Henry Scudder said, “If you believe that God can pardon any sin, even the least, you have reason to believe that God can pardon all, even the greatest sins. For if God can do anything, he can do everything, because he is infinite.”
As Matthew 9:5 states, the Great Physician can as easily say “your sins are forgiven you,” as to say, “rise and walk.” He can as well save one that has been long dead in his sin as one newly fallen into sin. He can as readily pronounce, “Lazarus come forth,” as to declare, “Damsel, I say to thee arise,” because he is the Great Physician. “Let the wicked forsake his way, and the unrighteous man his thoughts: and let him return to the LORD, and he will have mercy upon him, for he will abundantly pardon.”
Contemplations:
- I often doubt, Lord, that my sins are really forgiven because I have a weak faith. Saving faith in many Christians is oftentimes so weak that if they should examine their faith only by their sins, they would be apt to question the truth of it all and wonder whether the Great Physician has actually healed them. But I know that Christ, by his Spirit through the ministry of the Word, awakens a man’s conscience and makes him see his many sins so he may be moved to look to the Lord Jesus for pardon.
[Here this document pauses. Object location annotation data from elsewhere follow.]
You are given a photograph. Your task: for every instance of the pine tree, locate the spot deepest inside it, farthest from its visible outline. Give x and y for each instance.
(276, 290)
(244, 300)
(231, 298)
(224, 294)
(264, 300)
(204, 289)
- What is the work of the Great Physician in healing my soul? I am well aware of my wretched, miserable condition and the grief and sorrow that accompanies it. All men are not afflicted with a sense of their sinful state in the same way (for some are affected much more deeply than others), yet very few pass through the pangs of their new birth without some grief and sorrow for their sins. Neither can I understand how any should close with Jesus Christ as their Savior until they have been made sick of their sins, realizing their dire need of this Great Physician.
- Help me Lord, so that I may more willingly seek to be clothed in your righteousness. For so long as a man is full of himself, he will never be looking to the Great Physician for life and salvation. For our Savior says, “The whole do not need a physician.” In other words, they are not even aware of how desperately they need his medicine for their sick soul.
- Those poor sinners ready to forsake their sinful ways are invited to come to you as noted in Isaiah, “Ho, every one that thirsts come to the waters, he that has no money,” (i.e. no goodness nor righteousness of his own), “let him come.” And as the Great Physician says in Matthew 11:28, “Come unto me all ye that labor and are heavy laden, and I will give you rest.”